The Wall Street Journal was the first to report the existence of the card. Trump has denied writing the letter, filing a $10 billion defamation lawsuit against the newspaper.
In the letter, Trump tells Epstein “we have certain things in common, Jeffrey” and in another image, a book autographed by Trump for Epstein around 1997, where he wrote: “To Jeff, you are the greatest!”
The White House and Trump have denied Trump wrote the letter. White House deputy chief of staff Taylor Budowich posted on X that the note should help Trump’s legal case because “it’s not his signature.”

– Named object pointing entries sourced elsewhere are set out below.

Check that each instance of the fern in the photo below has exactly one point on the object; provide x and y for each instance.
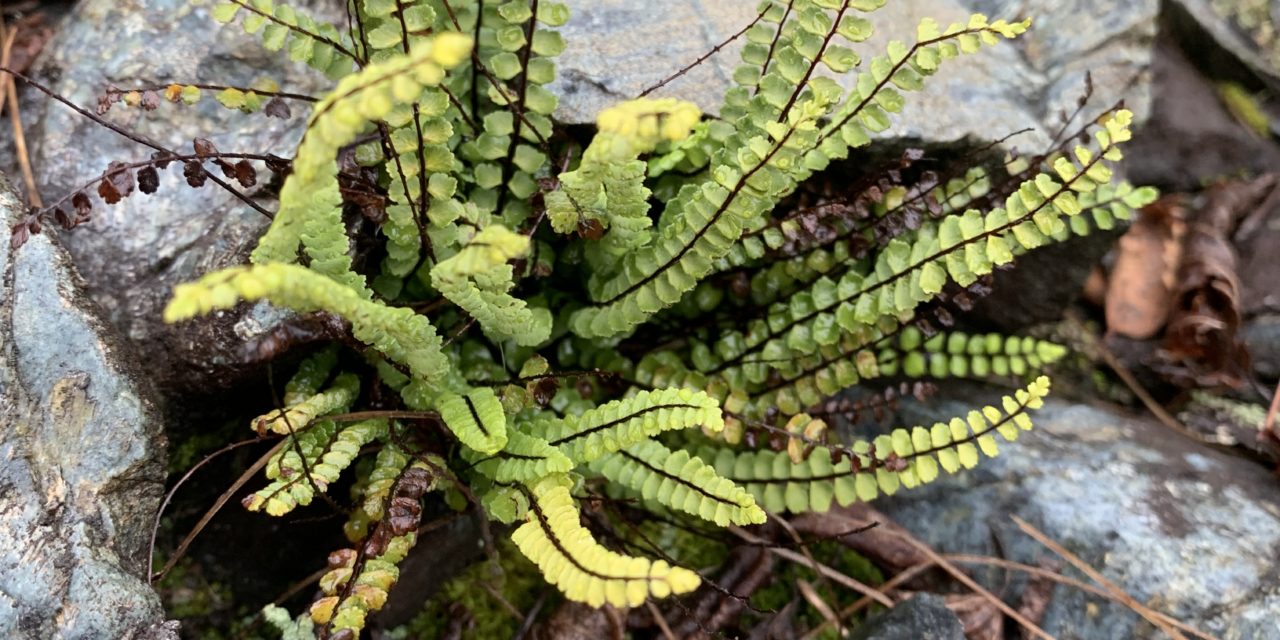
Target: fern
(675, 479)
(675, 307)
(620, 424)
(478, 279)
(903, 458)
(398, 333)
(571, 560)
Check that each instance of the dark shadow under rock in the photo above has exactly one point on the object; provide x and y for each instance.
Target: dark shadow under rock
(923, 617)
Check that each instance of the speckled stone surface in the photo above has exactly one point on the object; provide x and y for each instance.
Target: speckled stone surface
(1182, 528)
(82, 449)
(620, 48)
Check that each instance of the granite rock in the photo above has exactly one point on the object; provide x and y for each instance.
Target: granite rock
(132, 254)
(1182, 528)
(82, 447)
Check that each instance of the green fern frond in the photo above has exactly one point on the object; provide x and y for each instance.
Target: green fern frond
(475, 417)
(310, 204)
(906, 457)
(397, 332)
(680, 481)
(316, 44)
(478, 279)
(525, 458)
(366, 594)
(554, 539)
(336, 398)
(624, 423)
(777, 144)
(328, 452)
(607, 188)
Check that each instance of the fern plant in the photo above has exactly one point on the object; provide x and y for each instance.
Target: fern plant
(667, 269)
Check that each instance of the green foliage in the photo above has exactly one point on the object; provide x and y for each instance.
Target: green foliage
(675, 306)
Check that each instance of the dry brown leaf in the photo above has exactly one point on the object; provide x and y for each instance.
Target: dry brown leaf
(1141, 282)
(1202, 347)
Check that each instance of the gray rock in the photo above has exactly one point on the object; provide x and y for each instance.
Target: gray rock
(1191, 138)
(82, 448)
(616, 49)
(133, 252)
(1182, 528)
(923, 617)
(1215, 23)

“Time for @newscorp to open that checkbook, it’s not his signature. DEFAMATION,” he wrote.

However, there are other examples of Trump signing just his first name, including one from 1984 that was published in The New York Times in 2016 and another from 1999 on an auction house’s website, appeared similar to the one posted by House Democrats. George Conway, a lawyer and former Trump supporter turned critic, posted on social media a thank you note dated April 2006 with a signature that also was the same as the one in the 2003 Epstein note.

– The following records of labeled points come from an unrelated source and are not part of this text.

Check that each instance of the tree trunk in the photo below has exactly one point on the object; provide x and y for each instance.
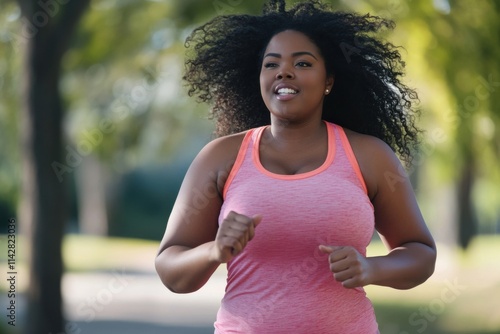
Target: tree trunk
(92, 215)
(47, 27)
(467, 224)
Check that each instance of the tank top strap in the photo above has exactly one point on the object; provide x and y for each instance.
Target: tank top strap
(246, 145)
(346, 155)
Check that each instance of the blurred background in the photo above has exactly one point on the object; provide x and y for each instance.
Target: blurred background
(97, 131)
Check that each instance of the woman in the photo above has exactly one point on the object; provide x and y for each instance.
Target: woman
(310, 112)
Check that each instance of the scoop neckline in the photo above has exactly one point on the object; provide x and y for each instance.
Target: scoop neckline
(326, 163)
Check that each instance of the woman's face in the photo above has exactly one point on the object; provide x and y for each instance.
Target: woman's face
(293, 79)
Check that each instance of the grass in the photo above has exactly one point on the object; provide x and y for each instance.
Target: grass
(462, 297)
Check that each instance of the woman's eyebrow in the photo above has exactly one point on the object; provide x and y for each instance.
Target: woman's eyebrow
(295, 54)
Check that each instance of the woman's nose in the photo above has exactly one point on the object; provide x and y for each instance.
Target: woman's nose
(285, 73)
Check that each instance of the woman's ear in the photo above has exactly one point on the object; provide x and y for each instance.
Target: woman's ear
(329, 83)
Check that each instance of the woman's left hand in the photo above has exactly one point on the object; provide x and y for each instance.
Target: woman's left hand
(348, 266)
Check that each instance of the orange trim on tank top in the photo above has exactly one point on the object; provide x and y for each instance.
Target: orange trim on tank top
(328, 161)
(237, 163)
(352, 158)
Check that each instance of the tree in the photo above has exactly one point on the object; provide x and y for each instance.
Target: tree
(49, 25)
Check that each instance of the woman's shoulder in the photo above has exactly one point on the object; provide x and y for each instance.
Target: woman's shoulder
(223, 148)
(368, 145)
(375, 159)
(217, 157)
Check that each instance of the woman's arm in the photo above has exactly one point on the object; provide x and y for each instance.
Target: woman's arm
(183, 261)
(398, 220)
(194, 245)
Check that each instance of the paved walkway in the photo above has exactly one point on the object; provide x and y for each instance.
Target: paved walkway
(124, 302)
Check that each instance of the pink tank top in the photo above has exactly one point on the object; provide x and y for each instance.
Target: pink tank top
(281, 282)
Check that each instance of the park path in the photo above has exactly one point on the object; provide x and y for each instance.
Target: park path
(125, 302)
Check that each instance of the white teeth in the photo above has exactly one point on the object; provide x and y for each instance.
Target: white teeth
(283, 91)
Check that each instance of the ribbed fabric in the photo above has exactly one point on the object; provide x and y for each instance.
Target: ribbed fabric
(281, 282)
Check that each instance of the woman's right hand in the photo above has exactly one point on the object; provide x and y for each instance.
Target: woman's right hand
(234, 233)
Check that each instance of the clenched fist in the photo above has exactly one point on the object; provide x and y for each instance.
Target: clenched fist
(348, 266)
(234, 233)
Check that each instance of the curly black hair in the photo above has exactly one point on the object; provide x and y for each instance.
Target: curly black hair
(225, 55)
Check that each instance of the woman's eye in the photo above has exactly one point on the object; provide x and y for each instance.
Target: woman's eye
(303, 64)
(270, 65)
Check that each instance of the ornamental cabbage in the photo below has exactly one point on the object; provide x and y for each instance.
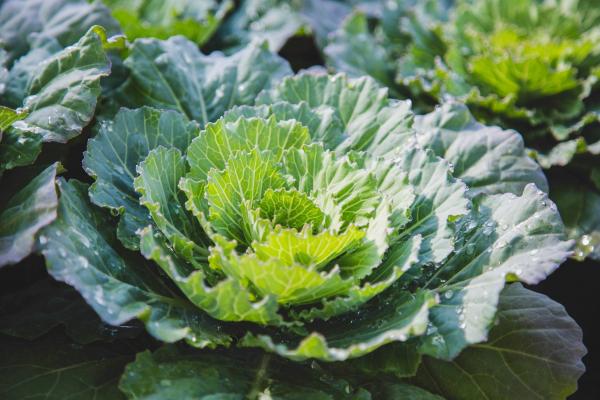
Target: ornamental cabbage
(306, 215)
(527, 65)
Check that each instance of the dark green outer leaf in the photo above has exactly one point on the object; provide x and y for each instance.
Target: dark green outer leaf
(28, 211)
(81, 250)
(76, 70)
(506, 238)
(488, 159)
(64, 20)
(174, 74)
(38, 308)
(55, 368)
(534, 352)
(173, 373)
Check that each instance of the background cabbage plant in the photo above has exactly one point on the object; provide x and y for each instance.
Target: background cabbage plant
(526, 65)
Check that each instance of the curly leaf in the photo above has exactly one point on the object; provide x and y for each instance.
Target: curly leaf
(174, 74)
(157, 183)
(81, 250)
(373, 122)
(398, 317)
(120, 145)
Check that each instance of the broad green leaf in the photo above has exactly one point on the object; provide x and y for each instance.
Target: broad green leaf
(215, 145)
(77, 70)
(81, 249)
(488, 159)
(174, 74)
(273, 21)
(196, 20)
(373, 122)
(120, 145)
(323, 123)
(561, 154)
(29, 210)
(64, 20)
(54, 367)
(39, 308)
(400, 316)
(157, 183)
(506, 238)
(176, 373)
(534, 351)
(390, 391)
(440, 199)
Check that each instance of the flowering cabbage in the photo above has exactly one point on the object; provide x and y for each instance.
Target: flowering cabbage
(309, 216)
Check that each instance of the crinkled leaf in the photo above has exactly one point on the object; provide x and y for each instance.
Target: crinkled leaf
(215, 145)
(81, 249)
(324, 123)
(398, 317)
(8, 116)
(174, 74)
(121, 144)
(228, 300)
(157, 183)
(245, 179)
(28, 211)
(273, 21)
(534, 351)
(373, 122)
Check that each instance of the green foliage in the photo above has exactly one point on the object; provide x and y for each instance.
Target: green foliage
(244, 232)
(526, 65)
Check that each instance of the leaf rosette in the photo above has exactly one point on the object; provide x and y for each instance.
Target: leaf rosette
(307, 216)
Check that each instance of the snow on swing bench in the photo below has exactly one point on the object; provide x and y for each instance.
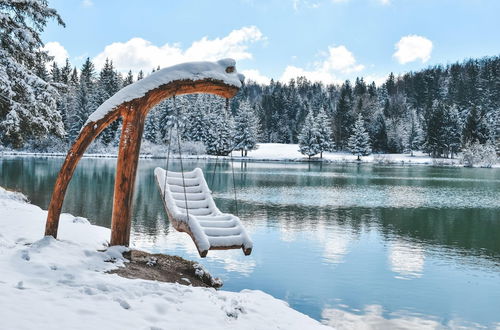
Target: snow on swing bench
(209, 228)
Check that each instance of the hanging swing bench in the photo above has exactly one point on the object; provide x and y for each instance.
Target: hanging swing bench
(186, 196)
(191, 209)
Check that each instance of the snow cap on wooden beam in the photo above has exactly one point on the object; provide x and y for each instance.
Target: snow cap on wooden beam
(223, 70)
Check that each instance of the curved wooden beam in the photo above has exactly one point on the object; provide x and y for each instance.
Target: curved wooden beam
(133, 113)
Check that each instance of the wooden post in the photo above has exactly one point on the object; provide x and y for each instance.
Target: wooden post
(126, 170)
(133, 113)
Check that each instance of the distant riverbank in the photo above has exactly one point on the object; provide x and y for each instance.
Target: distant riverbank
(281, 152)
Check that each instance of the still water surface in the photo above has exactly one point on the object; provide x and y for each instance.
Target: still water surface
(348, 245)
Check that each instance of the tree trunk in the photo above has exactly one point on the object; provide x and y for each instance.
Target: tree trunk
(126, 170)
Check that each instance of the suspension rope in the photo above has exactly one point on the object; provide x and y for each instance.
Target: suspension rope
(232, 167)
(168, 158)
(180, 157)
(215, 167)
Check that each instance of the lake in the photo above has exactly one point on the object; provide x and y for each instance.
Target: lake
(349, 245)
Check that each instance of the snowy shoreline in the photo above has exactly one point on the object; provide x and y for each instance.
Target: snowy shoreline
(276, 152)
(62, 284)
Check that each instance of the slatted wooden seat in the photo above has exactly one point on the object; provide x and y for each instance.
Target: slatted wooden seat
(209, 228)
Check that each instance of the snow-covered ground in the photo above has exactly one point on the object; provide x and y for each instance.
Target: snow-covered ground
(62, 284)
(289, 152)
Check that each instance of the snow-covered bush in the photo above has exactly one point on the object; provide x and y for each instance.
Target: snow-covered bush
(359, 142)
(476, 154)
(47, 144)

White House press secretary Karoline Leavitt said slammed the story, calling it a Democrat hoax on X.
“As I have said all along, it’s very clear President Trump did not draw this picture, and he did not sign it,” she said in a post on X. “This is FAKE NEWS to perpetuate the Democrat Epstein Hoax!”
Vice President JD Vance posted a response to Leavitt’s statement, saying the release of the documents was “another fake scandal” and calling it a “smear.”
“No one is falling for this BS,” he added.
The new release calls into question how close Trump, the first convicted felon to be President, and Epstein, a high profile a pedophile and child sex trafficker, were.